Initially £9.2M, with an additional estimated interest of £0.3m. This represents a potential risk, in that if the council borrows this sum, but planning permission is not secured by Pegasus Life, then the sale of The Knowle would not progress or the Council potentially be left with large borrowing and a redundant Knowle site.

I was assured this risk would be minimised, in that no such short term borrowing would be entered into before a full, unconditional, contract between EDDC and Pegasus Life.

Once repayment of the short term loan has been completed, the Council will be left with a fixed interest loan of £2.1M over 20 years, which would attract interest of £0.6M.

Residual values

In the debate, I questioned how ‘residual values’ have been considered.

Using the construction estimate of £2,439/m2, and a building size of 2,776m2, overall construction costs at Honiton are expected to be £6.77M. However, the market value of the resulting premises is estimated to be only £3.25M. From an investment point of view, this indicates that there is an immediate deficit on the project, of £3.52M.

The senior financial officer explained ‘residual value’ had not been considered as part of the evaluation, as the project seeks to provide accommodation for the council to complete its own business, rather than as an investment.

A personal conclusion…

There is no doubt in my mind that current facilities at The Knowle are unsuitable to provide appropriate modern office accommodation for the authority over the next 20 years, as it remains essentially an aging converted hotel.

Considering the District with ‘fresh eyes’, there is clear logic in locating our main facilities in Honiton (geographic centre of the area) and Exmouth, as the main population centre.

Whilst the financial case in investment terms is not overly compelling, as a means of providing the appropriate accommodation in the right locations at a sensible cost, the proposed solution is attractive when compared to staying at The Knowle.

Papers presented to Cabinet and other Members recently are complex and extensive. Recognising that the relocation project has been in the stewardship of the Executive Group of just four senior Members since 2013, I proposed to Cabinet remaining Members should be invited to inspect the underlying model, figures and assumptions, in an informal session in advance of a final decision to be made by Full Council on the 25th March, to ensure that the best possible decision is reached.

I do hope that this invitation is taken up.
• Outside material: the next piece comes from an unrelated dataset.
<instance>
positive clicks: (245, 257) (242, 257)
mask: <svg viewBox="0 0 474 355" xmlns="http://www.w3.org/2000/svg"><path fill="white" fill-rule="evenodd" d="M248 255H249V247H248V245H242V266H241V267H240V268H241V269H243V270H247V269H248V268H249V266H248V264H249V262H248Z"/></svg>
note: apparently, his Leader was rather irritated by his probing questions (see post below)

3 thoughts on “Tory Cabinet member has a number of reservations about Knowle relocation costs

  1. Pingback: EDDC Tories promise more ….. what exactly? | East Devon Watch
  2. All of what is going on at the Knowle has been long-winded and very hard for by-standers to understand what appears, some what trivial in the way it has been dealt with. But it has split the public’s vote down the middle.
    Surely it would be sensible to leave all big decisions such as selling the Knowle for Development, until after the Election.


  3. One wonders whether councillors have ever been in or are aware of the purpose-built offices (1978-83) which form the main working areas at Knowle and which in themselves contain nearly all the space the Council now claims it needs.